3
votes

I'm trying to use the tabulate command in Stata to create a time series of frequencies. The problem arises when I try to combine the output of tabulate after running through each date. tabulate will not include 0 as an entry when no observation exists for a value of the variable in question. For instance, if I wanted to count the 10, 11 and 12 year olds in a class over a three-year period Stata might output (8) if only one of the groups were represented and thus we don't know which group the 8 students belonged to: it could be (0,8,0) or (0,0,8).

This is not a problem if the time series is short as the "Results" window shows which categories are or are not represented. I have a much longer time series to my data. Does anyone know of a solution/method that forces Stata to include zeroes in these tabulations? The relevant parts of my code follows:

# delimit;
set more off;
clear;
matrix drop _all;
set mem 1200m;
cd ;
global InputFile "/Users/.../1973-2010.dta";
global OutputFile "/Users/.../results.txt";

use $InputFile;
compress;

log using "/Users/.../log.txt", append;

gen yr_mn = ym(year(datadate), month(datadate));
la var yr_mn "Year-Month Date"

xtset, clear;
xtset id datadate, monthly;

/*Converting the Ratings Scale to Numeric*/;
gen LT_num = .;
replace LT_num = 1 if splticrm=="AAA";
replace LT_num = 2 if (splticrm=="AA"||splticrm=="AA+"||splticrm=="AA-");
replace LT_num = 3 if (splticrm=="A"||splticrm=="A+"||splticrm=="A-");
replace LT_num = 4 if (splticrm=="BBB"||splticrm=="BBB+"||splticrm=="BBB-");
replace LT_num = 5 if (splticrm=="BB"||splticrm=="BB+"||splticrm=="BB-");
replace LT_num = 6 if (splticrm=="B"||splticrm=="B+"||splticrm=="B-");
replace LT_num = 7 if (splticrm=="CCC"||splticrm=="CCC+"||splticrm=="CCC-");
replace LT_num = 8 if (splticrm=="CC");
replace LT_num = 9 if (splticrm=="SD");
replace LT_num = 10 if (splticrm=="D");

summarize(yr_mn);
local start = r(min);
local finish = r(max);

forv x = `start'/`finish' {;
    qui tab LT_num if yr_mn == `x', matcell(freq_`x');
};

log close;
3

3 Answers

2
votes

What you want is not an option with the tab command.
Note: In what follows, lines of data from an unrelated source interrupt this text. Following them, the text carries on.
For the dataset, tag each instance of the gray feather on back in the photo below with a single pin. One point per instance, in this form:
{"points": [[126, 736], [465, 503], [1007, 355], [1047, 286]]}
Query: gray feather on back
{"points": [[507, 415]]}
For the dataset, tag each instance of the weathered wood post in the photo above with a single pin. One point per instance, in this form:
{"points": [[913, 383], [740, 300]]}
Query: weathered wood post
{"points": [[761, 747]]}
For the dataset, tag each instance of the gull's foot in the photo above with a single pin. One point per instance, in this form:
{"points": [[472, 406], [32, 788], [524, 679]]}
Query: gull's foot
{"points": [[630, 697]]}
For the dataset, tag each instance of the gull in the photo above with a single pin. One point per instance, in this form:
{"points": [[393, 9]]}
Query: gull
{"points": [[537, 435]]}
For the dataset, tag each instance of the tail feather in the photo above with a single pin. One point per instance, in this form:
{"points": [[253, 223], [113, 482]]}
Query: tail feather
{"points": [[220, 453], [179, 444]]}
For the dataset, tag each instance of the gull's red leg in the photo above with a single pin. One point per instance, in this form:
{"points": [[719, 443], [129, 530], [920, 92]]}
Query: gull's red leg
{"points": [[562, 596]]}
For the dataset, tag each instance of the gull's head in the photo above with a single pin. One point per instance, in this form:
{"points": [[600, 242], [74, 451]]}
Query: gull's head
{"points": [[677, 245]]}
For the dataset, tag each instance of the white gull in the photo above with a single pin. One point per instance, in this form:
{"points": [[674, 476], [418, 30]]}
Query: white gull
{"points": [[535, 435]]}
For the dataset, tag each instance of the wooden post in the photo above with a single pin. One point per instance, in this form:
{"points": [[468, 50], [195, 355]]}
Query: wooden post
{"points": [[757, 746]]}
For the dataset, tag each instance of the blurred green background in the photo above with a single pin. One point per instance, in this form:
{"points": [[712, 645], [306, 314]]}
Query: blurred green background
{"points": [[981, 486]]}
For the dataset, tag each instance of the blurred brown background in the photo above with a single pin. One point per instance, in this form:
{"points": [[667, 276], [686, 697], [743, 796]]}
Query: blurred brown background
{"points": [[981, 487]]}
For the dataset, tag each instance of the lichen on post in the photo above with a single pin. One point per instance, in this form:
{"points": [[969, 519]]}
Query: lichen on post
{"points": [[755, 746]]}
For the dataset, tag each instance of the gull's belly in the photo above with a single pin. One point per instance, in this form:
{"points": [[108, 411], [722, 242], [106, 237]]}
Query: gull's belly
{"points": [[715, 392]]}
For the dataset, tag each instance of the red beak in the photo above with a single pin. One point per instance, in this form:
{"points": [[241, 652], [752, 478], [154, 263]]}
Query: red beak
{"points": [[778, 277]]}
If you want to display the results to the screen, you might be able to use table ..., missing successfully.

Instead of the loop, you could try the following, which I think will work for your purposes:

preserve
gen n = 1  // (n could be a variable that indicates if you want to include the row or not; or just something that never ==.)
collapse (count) n , by(LT_num yr_mn)
reshape wide n, i(yr_mn) j(LT_num)
mkmat _all , matrix(mymatname) 
restore
mat list mymatname

I think that is what you're going after (but can't tell how you use the matrices you are trying to generate).

P.S. I prefer to use the inlist function for things like:

replace LT_num = 2 if inlist(splticrm,"AA","AA+","AA-")
2
votes

This problem is addressed by tabcount. See the 2003 paper

http://www.stata-journal.com/article.html?article=pr0011

and download the program code and help files after getting a link by search tabcount.

0
votes

This is the solution that I used. Keith's is probably better, and I will explore his solution in the future.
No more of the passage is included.